Step 2: Find the Graph Frequencies (Eigen-decomposition)

To find our "sine and cosine waves" for this specific hallway, we perform an eigen-decomposition on \(L\) (\(L = U \Lambda U^T\)).

Calculating this yields three eigenvalues (\(\lambda\)) and three corresponding eigenvectors (\(u\)):

1. Low Frequency (\(\lambda_0 = 0\)):

\[u_0 = \begin{bmatrix} 0.57 \ 0.57 \ 0.57 \end{bmatrix}\]

*Interpretation:* The "DC component" or global average. Notice how the values are identical across all three rooms. It represents a perfectly smooth signal with no variation.

1. Medium Frequency (\(\lambda_1 = 1\)):

\[u_1 = \begin{bmatrix} 0.71 \ 0 \ -0.71 \end{bmatrix}\]

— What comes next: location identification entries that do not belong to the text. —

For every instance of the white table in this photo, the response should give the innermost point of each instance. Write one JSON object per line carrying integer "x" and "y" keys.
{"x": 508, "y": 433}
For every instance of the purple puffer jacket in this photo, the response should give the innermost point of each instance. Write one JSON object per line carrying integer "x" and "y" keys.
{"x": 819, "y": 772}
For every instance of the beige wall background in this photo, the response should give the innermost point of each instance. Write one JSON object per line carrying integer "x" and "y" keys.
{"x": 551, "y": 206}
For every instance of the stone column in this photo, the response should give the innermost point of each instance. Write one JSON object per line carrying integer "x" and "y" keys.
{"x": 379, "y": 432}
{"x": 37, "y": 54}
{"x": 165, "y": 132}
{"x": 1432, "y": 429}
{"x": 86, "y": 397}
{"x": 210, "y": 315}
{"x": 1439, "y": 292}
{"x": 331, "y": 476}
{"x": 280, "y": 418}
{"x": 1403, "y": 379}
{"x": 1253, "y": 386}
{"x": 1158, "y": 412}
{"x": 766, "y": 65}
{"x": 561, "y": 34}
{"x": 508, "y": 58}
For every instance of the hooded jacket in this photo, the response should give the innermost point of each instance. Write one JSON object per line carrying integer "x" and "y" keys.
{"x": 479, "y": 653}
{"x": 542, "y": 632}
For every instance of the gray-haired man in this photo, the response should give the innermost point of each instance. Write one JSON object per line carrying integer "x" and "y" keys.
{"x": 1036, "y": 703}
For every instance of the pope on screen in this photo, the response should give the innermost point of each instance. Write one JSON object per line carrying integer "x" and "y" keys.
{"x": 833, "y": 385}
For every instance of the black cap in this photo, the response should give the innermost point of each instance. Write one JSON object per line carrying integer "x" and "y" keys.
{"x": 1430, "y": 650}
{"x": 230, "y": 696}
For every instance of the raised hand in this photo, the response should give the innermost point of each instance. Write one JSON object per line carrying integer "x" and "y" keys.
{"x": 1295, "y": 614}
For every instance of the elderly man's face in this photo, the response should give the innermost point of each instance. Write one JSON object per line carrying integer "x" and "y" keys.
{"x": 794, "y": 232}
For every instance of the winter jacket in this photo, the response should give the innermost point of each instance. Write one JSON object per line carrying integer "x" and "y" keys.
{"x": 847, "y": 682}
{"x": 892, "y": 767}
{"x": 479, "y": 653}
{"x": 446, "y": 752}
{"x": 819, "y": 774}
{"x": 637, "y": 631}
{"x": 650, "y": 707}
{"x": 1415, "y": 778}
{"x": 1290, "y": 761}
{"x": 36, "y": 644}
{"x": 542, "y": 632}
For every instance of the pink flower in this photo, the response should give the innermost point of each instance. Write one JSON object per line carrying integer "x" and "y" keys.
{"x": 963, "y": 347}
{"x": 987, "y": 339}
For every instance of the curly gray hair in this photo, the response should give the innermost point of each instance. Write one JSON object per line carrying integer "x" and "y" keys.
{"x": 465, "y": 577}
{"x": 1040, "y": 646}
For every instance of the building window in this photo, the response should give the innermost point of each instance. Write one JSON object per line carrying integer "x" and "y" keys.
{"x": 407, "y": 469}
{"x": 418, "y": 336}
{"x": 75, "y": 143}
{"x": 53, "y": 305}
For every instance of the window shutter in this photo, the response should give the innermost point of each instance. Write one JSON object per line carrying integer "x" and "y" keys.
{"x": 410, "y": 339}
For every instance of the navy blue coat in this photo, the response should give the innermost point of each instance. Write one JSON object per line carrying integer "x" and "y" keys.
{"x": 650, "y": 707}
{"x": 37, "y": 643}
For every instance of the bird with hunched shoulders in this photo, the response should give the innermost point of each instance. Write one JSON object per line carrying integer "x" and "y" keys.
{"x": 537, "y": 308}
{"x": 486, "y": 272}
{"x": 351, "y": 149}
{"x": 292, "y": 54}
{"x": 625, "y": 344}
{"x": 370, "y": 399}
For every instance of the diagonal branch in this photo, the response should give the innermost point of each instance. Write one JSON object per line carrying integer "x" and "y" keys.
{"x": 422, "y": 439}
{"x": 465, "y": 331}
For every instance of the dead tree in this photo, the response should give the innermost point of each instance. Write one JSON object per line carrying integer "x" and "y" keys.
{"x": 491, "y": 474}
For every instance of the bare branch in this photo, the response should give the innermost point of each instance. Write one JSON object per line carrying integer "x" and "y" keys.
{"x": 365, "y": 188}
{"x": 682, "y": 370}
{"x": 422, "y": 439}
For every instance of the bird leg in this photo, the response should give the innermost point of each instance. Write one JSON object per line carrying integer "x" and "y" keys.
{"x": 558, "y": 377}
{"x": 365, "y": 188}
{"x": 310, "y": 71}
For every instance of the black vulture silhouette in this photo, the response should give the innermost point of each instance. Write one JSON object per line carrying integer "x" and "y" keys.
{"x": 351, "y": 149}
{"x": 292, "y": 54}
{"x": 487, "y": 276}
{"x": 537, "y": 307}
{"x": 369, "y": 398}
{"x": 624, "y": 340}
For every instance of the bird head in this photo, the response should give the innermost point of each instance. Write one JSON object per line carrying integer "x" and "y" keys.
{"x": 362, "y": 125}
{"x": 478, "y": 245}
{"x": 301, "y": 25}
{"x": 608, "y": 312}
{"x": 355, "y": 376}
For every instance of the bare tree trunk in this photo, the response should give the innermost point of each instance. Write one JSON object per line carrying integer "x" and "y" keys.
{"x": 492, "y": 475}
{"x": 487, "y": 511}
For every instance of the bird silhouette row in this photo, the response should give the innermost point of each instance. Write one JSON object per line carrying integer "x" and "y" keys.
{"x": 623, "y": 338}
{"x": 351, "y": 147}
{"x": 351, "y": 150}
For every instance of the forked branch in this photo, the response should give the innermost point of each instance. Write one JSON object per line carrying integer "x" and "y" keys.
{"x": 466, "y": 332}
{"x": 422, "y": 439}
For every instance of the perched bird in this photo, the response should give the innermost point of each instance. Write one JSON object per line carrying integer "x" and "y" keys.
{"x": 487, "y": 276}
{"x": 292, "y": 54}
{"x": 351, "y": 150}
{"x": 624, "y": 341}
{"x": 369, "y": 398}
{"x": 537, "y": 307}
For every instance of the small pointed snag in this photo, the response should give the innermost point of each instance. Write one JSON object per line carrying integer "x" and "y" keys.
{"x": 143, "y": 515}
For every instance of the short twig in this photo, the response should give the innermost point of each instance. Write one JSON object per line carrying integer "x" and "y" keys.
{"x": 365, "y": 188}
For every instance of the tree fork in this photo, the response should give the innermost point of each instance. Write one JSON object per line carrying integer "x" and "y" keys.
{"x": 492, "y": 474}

*Interpretation:* A gradual gradient. Room 1 is positive, Room 2 is neutral, Room 3 is negative. It represents a signal sloping from one end of the graph to the other.

1. High Frequency (\(\lambda_2 = 3\)):

\[u_2 = \begin{bmatrix} 0.41 \ -0.82 \ 0.41 \end{bmatrix}\]

*Interpretation:* High oscillation. The signal spikes up in Room 1, drops sharply in Room 2, and spikes back up in Room 3.

Step 3: Introduce a Signal (\(x\))

Now, let's put some actual temperature data onto our graph.

• Room 1: 5°C (Near a heater)
• Room 2: 4°C (Middle of the hall)
• Room 3: 2°C (Near a drafty window)

Our signal vector is:

\[x = \begin{bmatrix} 5 \ 4 \ 2 \end{bmatrix}\]

Step 4: Perform the Graph Fourier Transform

We want to decompose our temperature readings into the three graph frequencies we discovered in Step 2. We do this by calculating the dot product of our signal \(x\) against each eigenvector \(u\) (\(\hat{x} = U^T x\)).

• Low Frequency Coefficient (\(\hat{x}_0\)):

\[0.57(5) + 0.57(4) + 0.57(2) \approx \mathbf{6.27}\]

• Medium Frequency Coefficient (\(\hat{x}_1\)):

\[0.71(5) + 0(4) - 0.71(2) \approx \mathbf{2.13}\]

• High Frequency Coefficient (\(\hat{x}_2\)):

\[0.41(5) - 0.82(4) + 0.41(2) \approx \mathbf{-0.41}\]

Step 5: The Interpretation

You have successfully performed a Graph Fourier Transform. The original spatial signal \(x = [5, 4, 2]\) has been transformed into the graph frequency domain as \(\hat{x} = [6.27, 2.13, -0.41]\).

What does this tell us about the data?

1. The massive low-frequency coefficient (6.27) tells us the hallway has a strong underlying baseline temperature.
2. The moderate medium-frequency coefficient (2.13) captures the steady gradient (the heat flowing from the 5°C room toward the 2°C room).
3. The near-zero high-frequency coefficient (0.41) tells us there are almost no sharp, jagged anomalies in the hallway. The temperature changes smoothly across the connected edges.